As my due date neared, my doulas and I started getting my anemia under control. I began gaining enough weight to keep my strength up. I really thought I might have the situation well under control and that my dream delivery was coming.
My due date came without so much as a Braxton Hicks contraction, and then it was gone. The doulas and I agreed that I had an untested cervix, so I was likely to go past my due date. This was nothing to worry about. But my OB wasn’t so sure. He told me the baby was breech and we should schedule a C-section.

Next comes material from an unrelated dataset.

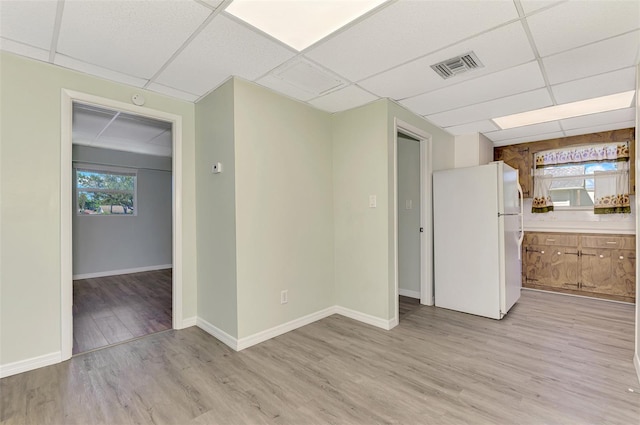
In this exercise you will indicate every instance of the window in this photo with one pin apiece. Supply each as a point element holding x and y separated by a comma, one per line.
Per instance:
<point>594,176</point>
<point>102,191</point>
<point>573,185</point>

“Just give me the weekend,” I asked. “If I can get the baby to flip over the weekend, can we wait for me to go into labor naturally? If she’s still breech on Monday, I’ll schedule the C-section.”
Reluctantly, he agreed.
I spent the weekend hanging upside down off the bed, playing music and shining a flashlight at my vagina, which believe it or not is supposed to help flip the baby. I gently nudged her with my hands, urging her to rotate. By the time I went in on Monday, she was head down, but my doctor still wasn’t convinced I was in the clear.
“It’s not normal,” he said, “for your uterus to have this much flexibility to it. The muscle tone is terrible. I have to say, I don’t think you’re going to get out of this without another cesarian.”

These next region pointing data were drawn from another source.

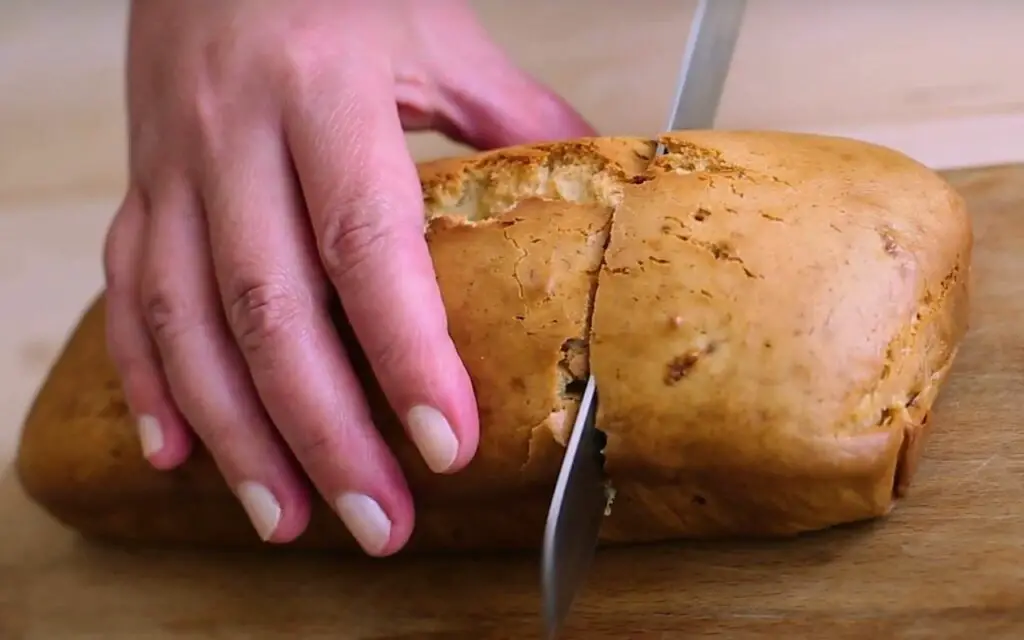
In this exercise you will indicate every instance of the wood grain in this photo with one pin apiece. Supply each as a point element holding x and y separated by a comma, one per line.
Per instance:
<point>948,562</point>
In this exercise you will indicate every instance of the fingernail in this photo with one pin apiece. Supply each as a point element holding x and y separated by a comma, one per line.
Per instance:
<point>151,436</point>
<point>366,520</point>
<point>433,436</point>
<point>262,508</point>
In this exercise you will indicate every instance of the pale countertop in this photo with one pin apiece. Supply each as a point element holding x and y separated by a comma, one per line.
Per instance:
<point>932,78</point>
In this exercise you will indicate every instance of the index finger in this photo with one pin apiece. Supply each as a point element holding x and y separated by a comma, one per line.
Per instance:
<point>365,201</point>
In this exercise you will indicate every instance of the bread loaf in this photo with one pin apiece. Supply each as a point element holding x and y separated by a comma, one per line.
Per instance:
<point>769,317</point>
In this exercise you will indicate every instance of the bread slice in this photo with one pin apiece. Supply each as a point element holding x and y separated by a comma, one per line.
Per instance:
<point>769,317</point>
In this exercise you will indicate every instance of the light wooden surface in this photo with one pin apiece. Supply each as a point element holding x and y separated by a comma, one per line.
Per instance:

“Is the baby in any immediate danger?”
“No,” he said.
“Am I?”
“Not yet,” he said.
“Okay then, I’ll keep waiting. Give me another few days.”
And he agreed. Every two days I was back in his office, my cervix hard as a rock, the baby floating around pointed in whichever direction she wanted, and not a single contraction felt. My doulas gently tried to console me with the idea that another C-section might not be the worst thing, that I had to listen to what my doctor and my body were telling me, but I ignored them. I started trying, cautiously, to induce labor on my own. I ate pineapple and spicy food. I even ate nothing but fudge for a day—not that I really believed it would help. And then I convinced my husband to try acupressure to stimulate labor.

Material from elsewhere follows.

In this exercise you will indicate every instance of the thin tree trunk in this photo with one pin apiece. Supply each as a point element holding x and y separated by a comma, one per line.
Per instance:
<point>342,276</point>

That did something. Within a few hours, I was having contractions that seemed regular, only they didn’t feel like I imagined a healthy contraction would. The pain seemed to stay centered around one place—my old cesarian scar. The pain worsened as the night wore on, and by midnight, I told my husband it was time to get ready to go. Something was definitely not right, and at more than 43 weeks pregnant, in more pain than I’d ever felt in my life, I finally went to the hospital.
The doctor who examined me explained what was happening. I wasn’t having contractions, not regular ones, anyway. My uterus was rupturing, tearing open along the old cesarian scar. My baby was forcing her way out of my body like an alien from the movies—straight through my abdomen. They had to prep me and rush me in for another emergency C-section.
I was lucky. If I’d waited until morning, I likely would have died in my bed from internal bleeding.
After five hours of the most excruciating pain I’d ever felt, even through an epidural, my doctor handed me my perfect baby girl.
The recovery was horrific. It was days before I could lift my legs, and when I was released from the hospital, I still couldn’t climb the stairs to our third-floor condo. By holding out for a dream delivery, I could have killed us both.
What’s important isn’t how you get there, just that at the end of the experience, you are healthy, your family is healthy, and everybody eventually gets to go home. Listen to your medical professionals. Don’t let pride or your visions of an ideal experience cloud your judgement. A perfect delivery isn’t worth dying for.